Genomics and Cancer Prevention
This case study assumes that the reader has studied the article by Martinez ME, O’Brien TG, Fultz KE et al. Pronounced reduction in adenoma recurrence associated with aspirin use and a polymorphism in the ornithine decarboxylase gene. Proc Natl Acad Sci U S A. 2003 Jun 24;100(13):7859-64 (Full Text)
Part 1. Sorting out the biology
The article introduces several terms that may be unfamiliar to the reader.
“Single-nucleotide polymorphisms” or SNPs are changes of a single base, a single building block, in the string of bases that make up DNA. DNA, the genetic material, is double-stranded. In this instance, the SNP is change of G to A on the strand of DNA that is designated the “sense” strand.
Question 1: On the partner strand of DNA, the “antisense” strand, what is the corresponding base change?
The G to A SNP in the ornithine decarboxylase (or ODC) gene occurs in an “intron” or a non-coding region of DNA. The DNA in introns does not code for amino acids, so it does not make protein. In this region of the ODC gene, called intron 1, the DNA serves as a binding site for proteins that regulate activity of the gene. Gene activity is in large part determined by how often the gene is transcribed into mRNA: how often the gene is turned on or shut off.
Question 2: The authors present background material describing how intron 1, and specifically the region where the G to A change occurs, is involved in regulation of transcription of the ODC gene. How does this regulation occur?
Question 3: APC is a tumor suppressor gene . What happens when APC is functioning normally?
Question 4: What happens when APC is not functioning normally?
Question 5: What happens with the ODC intron 1 G allele is changed to A?
Part 2. Identifying the research questions
Question 6: What do the authors hypothesize about the ODC intron 1A allele and risk of polyps?
Question 7: How does aspirin fit into the scheme?
Question 8: What do the authors hypothesize about interactions between the ODC polymorphism and aspirin?

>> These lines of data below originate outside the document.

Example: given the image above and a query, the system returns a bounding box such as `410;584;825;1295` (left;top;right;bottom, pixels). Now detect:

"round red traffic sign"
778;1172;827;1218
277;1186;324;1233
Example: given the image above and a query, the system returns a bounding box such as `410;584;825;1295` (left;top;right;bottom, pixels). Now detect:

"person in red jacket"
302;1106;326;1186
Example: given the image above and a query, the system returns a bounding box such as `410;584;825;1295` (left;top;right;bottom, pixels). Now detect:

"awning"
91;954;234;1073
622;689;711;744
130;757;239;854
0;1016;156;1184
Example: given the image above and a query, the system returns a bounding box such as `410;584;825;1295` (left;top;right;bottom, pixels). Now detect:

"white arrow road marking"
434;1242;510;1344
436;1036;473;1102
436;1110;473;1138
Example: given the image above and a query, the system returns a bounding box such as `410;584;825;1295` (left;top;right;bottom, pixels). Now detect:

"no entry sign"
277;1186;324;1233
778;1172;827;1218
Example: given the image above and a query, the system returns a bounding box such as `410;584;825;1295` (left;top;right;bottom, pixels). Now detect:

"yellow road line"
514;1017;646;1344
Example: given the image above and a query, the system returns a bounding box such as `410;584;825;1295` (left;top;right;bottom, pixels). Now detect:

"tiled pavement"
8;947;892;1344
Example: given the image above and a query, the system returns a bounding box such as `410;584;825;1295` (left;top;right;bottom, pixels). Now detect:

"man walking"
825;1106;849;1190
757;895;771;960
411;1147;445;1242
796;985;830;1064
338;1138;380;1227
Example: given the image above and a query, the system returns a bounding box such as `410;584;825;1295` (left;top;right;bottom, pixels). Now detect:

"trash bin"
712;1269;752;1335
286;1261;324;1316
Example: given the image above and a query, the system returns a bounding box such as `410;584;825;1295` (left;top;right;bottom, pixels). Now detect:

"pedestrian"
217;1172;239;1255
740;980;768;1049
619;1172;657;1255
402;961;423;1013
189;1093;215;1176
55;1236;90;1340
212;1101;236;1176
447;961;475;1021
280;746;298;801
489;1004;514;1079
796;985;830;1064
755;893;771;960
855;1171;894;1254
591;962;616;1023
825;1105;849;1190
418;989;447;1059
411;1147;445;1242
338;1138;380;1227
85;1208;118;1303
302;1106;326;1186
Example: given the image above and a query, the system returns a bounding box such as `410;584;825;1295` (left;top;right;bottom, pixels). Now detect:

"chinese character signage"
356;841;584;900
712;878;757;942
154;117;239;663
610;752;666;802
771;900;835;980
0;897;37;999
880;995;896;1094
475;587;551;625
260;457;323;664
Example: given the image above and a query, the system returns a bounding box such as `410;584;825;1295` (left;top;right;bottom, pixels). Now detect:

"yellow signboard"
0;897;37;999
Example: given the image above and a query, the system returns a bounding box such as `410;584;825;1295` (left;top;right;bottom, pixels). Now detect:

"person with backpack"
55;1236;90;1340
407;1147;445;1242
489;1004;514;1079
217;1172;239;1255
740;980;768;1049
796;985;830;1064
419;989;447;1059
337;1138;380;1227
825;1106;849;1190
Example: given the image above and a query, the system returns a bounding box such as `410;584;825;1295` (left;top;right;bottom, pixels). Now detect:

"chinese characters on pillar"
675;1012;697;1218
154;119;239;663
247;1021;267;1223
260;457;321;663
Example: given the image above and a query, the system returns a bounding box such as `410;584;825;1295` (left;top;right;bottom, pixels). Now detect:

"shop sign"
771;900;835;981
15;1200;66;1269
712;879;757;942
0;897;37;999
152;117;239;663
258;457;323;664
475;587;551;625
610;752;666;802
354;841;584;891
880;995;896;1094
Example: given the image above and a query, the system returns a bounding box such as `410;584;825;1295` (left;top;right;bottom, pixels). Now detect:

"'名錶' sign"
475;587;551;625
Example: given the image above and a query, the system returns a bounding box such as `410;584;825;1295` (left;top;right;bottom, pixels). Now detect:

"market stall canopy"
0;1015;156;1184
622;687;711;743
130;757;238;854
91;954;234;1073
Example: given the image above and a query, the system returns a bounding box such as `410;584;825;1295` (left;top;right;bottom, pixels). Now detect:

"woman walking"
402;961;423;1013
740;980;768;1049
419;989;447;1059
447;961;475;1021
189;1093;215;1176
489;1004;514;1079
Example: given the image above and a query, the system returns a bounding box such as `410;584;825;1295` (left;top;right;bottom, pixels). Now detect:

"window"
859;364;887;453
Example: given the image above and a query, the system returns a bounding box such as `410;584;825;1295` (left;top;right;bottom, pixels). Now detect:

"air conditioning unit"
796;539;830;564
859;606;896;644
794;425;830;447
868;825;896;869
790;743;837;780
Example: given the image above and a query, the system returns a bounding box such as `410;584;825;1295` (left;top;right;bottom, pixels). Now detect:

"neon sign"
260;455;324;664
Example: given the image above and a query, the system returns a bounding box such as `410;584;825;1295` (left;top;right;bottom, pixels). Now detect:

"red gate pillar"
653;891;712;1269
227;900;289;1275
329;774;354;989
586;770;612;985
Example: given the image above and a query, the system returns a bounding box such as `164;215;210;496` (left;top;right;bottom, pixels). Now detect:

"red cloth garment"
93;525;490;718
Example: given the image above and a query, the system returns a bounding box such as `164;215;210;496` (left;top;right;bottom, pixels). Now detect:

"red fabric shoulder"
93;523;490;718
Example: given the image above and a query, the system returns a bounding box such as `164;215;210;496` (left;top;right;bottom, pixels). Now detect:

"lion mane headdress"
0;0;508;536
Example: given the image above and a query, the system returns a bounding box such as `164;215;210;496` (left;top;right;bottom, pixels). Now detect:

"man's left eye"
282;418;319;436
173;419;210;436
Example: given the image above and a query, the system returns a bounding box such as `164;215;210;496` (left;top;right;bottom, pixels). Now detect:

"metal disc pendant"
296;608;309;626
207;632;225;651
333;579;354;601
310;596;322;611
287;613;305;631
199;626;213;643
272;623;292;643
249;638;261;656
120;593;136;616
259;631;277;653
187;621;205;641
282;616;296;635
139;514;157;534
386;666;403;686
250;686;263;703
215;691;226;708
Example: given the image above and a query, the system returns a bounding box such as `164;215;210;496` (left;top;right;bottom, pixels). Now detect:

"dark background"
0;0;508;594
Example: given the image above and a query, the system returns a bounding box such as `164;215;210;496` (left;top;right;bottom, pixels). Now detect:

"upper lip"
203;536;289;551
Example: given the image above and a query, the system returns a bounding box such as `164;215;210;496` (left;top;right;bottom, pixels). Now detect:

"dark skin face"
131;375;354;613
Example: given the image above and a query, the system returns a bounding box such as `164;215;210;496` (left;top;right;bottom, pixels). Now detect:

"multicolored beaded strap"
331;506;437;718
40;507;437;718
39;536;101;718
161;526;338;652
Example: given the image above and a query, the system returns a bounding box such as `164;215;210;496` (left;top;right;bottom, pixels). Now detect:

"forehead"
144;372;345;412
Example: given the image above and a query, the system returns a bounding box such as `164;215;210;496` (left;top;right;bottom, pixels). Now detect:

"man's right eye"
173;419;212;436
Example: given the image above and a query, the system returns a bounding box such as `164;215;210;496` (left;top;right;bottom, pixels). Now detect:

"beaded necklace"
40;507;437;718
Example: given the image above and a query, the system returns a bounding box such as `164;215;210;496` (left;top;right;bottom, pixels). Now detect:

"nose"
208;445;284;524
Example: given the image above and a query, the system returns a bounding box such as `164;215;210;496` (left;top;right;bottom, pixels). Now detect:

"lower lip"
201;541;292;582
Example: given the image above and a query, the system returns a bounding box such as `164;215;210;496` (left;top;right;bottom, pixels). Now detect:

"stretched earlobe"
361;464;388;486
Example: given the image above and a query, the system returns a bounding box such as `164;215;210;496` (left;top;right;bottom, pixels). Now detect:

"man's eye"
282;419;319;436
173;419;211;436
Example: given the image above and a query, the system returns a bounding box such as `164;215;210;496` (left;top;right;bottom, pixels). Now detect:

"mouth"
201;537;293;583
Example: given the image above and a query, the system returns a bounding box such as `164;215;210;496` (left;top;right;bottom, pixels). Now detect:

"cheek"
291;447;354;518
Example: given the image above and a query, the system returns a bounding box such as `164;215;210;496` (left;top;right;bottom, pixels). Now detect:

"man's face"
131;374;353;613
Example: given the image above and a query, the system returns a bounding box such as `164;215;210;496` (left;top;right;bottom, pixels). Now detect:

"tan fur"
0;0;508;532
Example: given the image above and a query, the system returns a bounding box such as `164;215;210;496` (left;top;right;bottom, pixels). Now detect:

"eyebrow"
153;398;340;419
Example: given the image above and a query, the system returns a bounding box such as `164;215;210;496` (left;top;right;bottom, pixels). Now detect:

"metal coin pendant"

Part 3. Evaluating the study design
The authors genotyped 688 of 1304 participants in a randomized trial of adenoma (polyp) recurrence. The original study randomized participants to a wheat bran fiber intervention. However, it is important to note that the analysis in this article is observational: the participants were not randomized to aspirin. Participants in both arms of the fiber trial were combined and information was collected from self-administered questionnaires on aspirin use. It was not stated how many participants failed to provide information on aspirin use. A large percentage (47%) of the participants did not provide a blood sample, and it is not known whether providing a blood sample was related to outcome (polyp recurrence) or aspirin use or ODC genotype.
Genotyping was conducted using a PCT-based method known as 5′-exonuclease allele discrimination or Taqman. Two different DNA probes were made, one for each of the intron 1 alleles (G or A). The probes are labeled with a fluorescent dye that is released during PCR amplification. The validity of the assay is maintained using positive controls (DNA standards of known sequence) and negative controls (buffer without DNA).
Question 9: How was the reliability of the assay determined? Do you think these measures were adequate?
Question 10: How was the association between ODC genotype and polyp recurrence measured?
Question 11: How was interaction between aspirin use and ODC genotype assessed?
Part 4: Assessing the
Table 1 presented odds ratios for aspirin use and polyp recurrence, ignoring ODC genotype. An inverse association was found: adjusted OR = 0.68 (95% CI 0.48-0.98). The association for ODC genotype and polyp recurrence, ignoring aspirin use, was also inverse: adjusted OR = 0.48 (0.24-0.99) for A/A versus G/G genotype.
Question 12: Are the ODC genotypes in Hardy Weinberg equilibrium in the study population?
Question 13: Interpret the p-value for the Hardy Weinberg equilibrium test.
Question 14: How does a Hardy Weinberg equilibrium test serve as a quality control check on genotyping procedures as well as on the underlying study design?
Question 15: Figure 1 presents joint effects where both aspirin use and ODC genotype are taken into account. How would you characterize the joint effects of aspirin use and ODC genotype?
Part 5: Implications of the study findings
Question 16: How do the authors interpret the findings?
Question 17: What are the implications of the findings for public health?
Question 18: Would you recommend that aspirin use for the prevention of polyps only be targeted to persons with ODC A/A genotype?
Question 19: Should persons with the ODC G/G or G/A genotype be targetted for increased screening for polyps and colorectal cancer, for example, through fecal occult blood testing or colonoscopy?
Question 20: What other studies should be done?